March 25, 2008

esperou, esperou, esperou. o coração pulava feito um menino ao completar a coleção de carrinhos. ainda assim, fingia que não se importava. só se decepcionava, e como! e como era ruim, e como era fácil se decepcionar! se pudesse, se trancaria num quarto escuro. nele, só entraria música. mas não podia, fazer o quê? chorou, chorou, chorou. quis escrever, nem conseguiu. mas será possível que até isso ele tinha conseguido roubar? chorou mais um pouquinho. então lembrou do sonho em que o passarinho preto e amarelo ia fugindo. quanto mais ela perseguia, mais ele queria distância. enquanto buscava, desesperadamente, o carinho do pássaro fujão, um outro lhe implorava carinho. olhinhos brilhantes de quem havia sido abandonado. quis voltar pro sonho e afagar quem merecia. não conseguiu. nada fazia sentido e sabia que ela mesmo havia perdido as peças do quebra-cabeça.

a casca das pessoas não importa. não importa mesmo. veja bem, nem a casca do pão importa. eu mesma, tiro. conheço muita gente que também não come. e nunca soube de um caso de pessoa que deixasse miolo de lado e fosse comer só a casca. só a casca não vale nada, fica por fora só pra proteger. às vezes, nem pra isso serve. eu me lembro que quando era pequena e voltava do colégio de ônibus, gostava de sentar nas cadeiras altas. eu ficava distante, sem ouvir uma palavra daquelas milhares que o meu pai dizia. cada pessoa que entrava, era uma casca nova. eu analisava, tirava conclusões, sabia de cada detalhe da vida só pelas cascas. hoje, pensando nisso, percebi que não. que sabia eu sobre aquelas pessoas? nada. só via a casca. e já disse, de nada vale a casca. é amarga, é escura, o lado ruim fica por fora. acho que o pão tem casca porque, no fundo, não quer ser comido. aliás, quem quer, né? do mesmo jeito que a gente não quer ser engolido pela morte, o pão deve ter medo dos nossos dentes afiados. criou a casca por isso, achando, coitado, que as pessoas iam desistir de acabar com ele, se sentissem o fel da casca na primeira mordida. acho que as cascas das pessoas tem função parecida. a gente não quer proximidade. a gente quer um outro distante.

March 24, 2008

ficava sentada, querendo dizer alguma coisa, mas não dizia. calava até o que deveria ser proibido calar. fitava aqueles olhinhos pequenos, desenhados à mão, e jurava para mim mesma que, um dia, não importava quando fosse, não esconderia nada. que dia mais distante, nunca chegava! nem o dia, nem o ponto. ficava ali, olhando e desviando, o olhar e as vontades. olhava pela janela, para o livro, para a porta, para qualquer coisa que não fosse a coisa que mais merecia a atenção. parada solicitada.

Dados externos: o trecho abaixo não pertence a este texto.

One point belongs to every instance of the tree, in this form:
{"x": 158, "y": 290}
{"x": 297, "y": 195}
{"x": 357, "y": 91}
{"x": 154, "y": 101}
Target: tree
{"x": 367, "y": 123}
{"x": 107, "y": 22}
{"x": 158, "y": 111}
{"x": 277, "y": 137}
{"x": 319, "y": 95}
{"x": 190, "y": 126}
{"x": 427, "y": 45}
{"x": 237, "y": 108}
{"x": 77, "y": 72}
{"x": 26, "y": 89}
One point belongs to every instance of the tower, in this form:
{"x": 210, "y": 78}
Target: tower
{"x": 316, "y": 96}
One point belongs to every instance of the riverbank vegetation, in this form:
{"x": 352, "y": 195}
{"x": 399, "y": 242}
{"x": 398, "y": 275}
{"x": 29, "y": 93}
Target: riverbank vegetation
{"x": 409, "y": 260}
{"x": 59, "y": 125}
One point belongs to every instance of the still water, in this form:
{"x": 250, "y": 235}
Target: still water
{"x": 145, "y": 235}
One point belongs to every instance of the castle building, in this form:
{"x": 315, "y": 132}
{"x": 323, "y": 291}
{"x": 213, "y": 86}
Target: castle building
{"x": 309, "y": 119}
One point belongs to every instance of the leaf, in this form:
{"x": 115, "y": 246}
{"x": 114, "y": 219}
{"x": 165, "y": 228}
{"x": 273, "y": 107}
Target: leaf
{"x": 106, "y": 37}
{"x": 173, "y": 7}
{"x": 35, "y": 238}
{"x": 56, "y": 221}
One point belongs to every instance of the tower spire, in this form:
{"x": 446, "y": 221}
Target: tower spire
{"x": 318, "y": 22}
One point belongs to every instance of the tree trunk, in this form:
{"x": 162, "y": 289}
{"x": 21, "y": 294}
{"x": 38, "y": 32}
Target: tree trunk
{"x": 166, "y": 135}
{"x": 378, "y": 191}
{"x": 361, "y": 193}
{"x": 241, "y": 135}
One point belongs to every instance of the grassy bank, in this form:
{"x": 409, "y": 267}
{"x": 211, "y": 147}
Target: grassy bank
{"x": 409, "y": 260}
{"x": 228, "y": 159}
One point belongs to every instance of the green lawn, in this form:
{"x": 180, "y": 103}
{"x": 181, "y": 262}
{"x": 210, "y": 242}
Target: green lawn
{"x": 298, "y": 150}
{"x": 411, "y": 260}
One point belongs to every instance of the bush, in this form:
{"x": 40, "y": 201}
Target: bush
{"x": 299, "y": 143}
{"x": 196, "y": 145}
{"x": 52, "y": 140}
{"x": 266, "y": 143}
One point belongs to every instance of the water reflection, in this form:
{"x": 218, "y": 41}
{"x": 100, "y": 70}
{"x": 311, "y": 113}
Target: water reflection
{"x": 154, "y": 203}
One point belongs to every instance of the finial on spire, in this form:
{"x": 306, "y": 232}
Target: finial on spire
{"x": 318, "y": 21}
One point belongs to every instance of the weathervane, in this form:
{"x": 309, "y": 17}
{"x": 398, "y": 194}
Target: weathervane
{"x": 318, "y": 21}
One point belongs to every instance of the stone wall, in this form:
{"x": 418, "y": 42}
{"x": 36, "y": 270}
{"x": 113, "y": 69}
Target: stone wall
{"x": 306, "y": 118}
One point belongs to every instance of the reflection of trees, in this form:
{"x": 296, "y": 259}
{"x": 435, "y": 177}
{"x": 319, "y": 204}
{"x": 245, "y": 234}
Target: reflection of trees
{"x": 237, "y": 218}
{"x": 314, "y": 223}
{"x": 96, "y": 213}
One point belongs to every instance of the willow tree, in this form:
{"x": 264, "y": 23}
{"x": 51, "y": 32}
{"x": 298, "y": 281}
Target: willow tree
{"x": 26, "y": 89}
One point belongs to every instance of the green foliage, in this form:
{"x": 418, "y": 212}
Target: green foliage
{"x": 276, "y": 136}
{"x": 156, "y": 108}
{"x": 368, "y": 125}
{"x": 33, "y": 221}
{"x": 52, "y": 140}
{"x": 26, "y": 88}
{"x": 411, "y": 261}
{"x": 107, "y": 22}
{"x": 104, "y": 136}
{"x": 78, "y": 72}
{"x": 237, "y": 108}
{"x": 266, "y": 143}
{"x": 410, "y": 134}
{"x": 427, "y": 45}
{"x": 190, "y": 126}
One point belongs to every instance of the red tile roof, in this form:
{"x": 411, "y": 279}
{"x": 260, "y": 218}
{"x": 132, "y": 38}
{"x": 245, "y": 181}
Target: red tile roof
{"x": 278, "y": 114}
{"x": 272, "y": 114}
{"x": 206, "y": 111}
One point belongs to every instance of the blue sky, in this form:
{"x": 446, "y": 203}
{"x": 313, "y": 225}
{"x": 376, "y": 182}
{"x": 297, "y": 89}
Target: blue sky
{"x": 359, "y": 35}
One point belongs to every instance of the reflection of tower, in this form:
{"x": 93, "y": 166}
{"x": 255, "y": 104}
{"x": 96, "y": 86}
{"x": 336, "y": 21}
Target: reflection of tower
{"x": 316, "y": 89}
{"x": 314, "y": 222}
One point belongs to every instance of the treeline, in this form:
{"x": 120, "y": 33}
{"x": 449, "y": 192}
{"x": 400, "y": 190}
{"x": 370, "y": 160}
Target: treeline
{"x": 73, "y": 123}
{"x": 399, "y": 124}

a teve ligada em algum telejornal repetitivo só pra encher a sala de presença. presença que ela, tão compenetrada em sua leitura, não conseguia dar ao ambiente. esparramada no sofá, com as longas pernas finas jogadas pra cima, tentava concentrar-se somente no livro. quando havia se tornado tão difícil se concentrar? merda! não se sabe como conseguia deitar-se naquela posição, só se sabe que deitava. contrastando com a imobilidade do corpo, a mente estava agitadíssima, se contorcia, dava voltas naquela adoidada cabeça e sabe-se lá onde mais. estava ali e em milhares de lugares diferentes ao mesmo tempo. 'chegam pessoas de mais variadas classe socio...', 'nunca sentia a vida monótona...', 'foooooooooooooooooooooooooooooooooooooooooooooon', 'mas será que? acho melhor saber de uma vez por todas...', tic tac tic tac tic tac'. tv, livro, freio, buzina, música, vento, motor, pensamentos, relógio... mas concentração já havia sido item mais fácil de achar no supermercado! parou, sentou, respirou fundo. o barulho da respiração ecoava alto como a briga entre os acordes nos carnavais que passou no interior quando menina. precisava saber, mas não tinha certeza. o que era pior? aquele aperto no peito que talvez não fizesse sentido ou a convicção? existe certeza boa, mas também existe certeza ruim... ai, deus! era melhor saber ou não saber? não sabia. aliás, sabia sim, sabia que não podia mais com aquela tamanha dúvida, era fato. a dubitação corroía, corrompia... como doía aquela lástima! ah, como doía! decidiu-se. caminhou até o envelope, com cuidado e com um mar se preparando para escorrer pelos olhos. sabia que ali se encerraria a dor do não-saber, mas poderia começar uma pior. abriu, o coração aos pulos, aos galopes, já bem longe do peito, perto de plutão, coitado, que nem era mais planeta. leu até o fim. era ali que estava escondida a concentração, afinal? por fim, soube.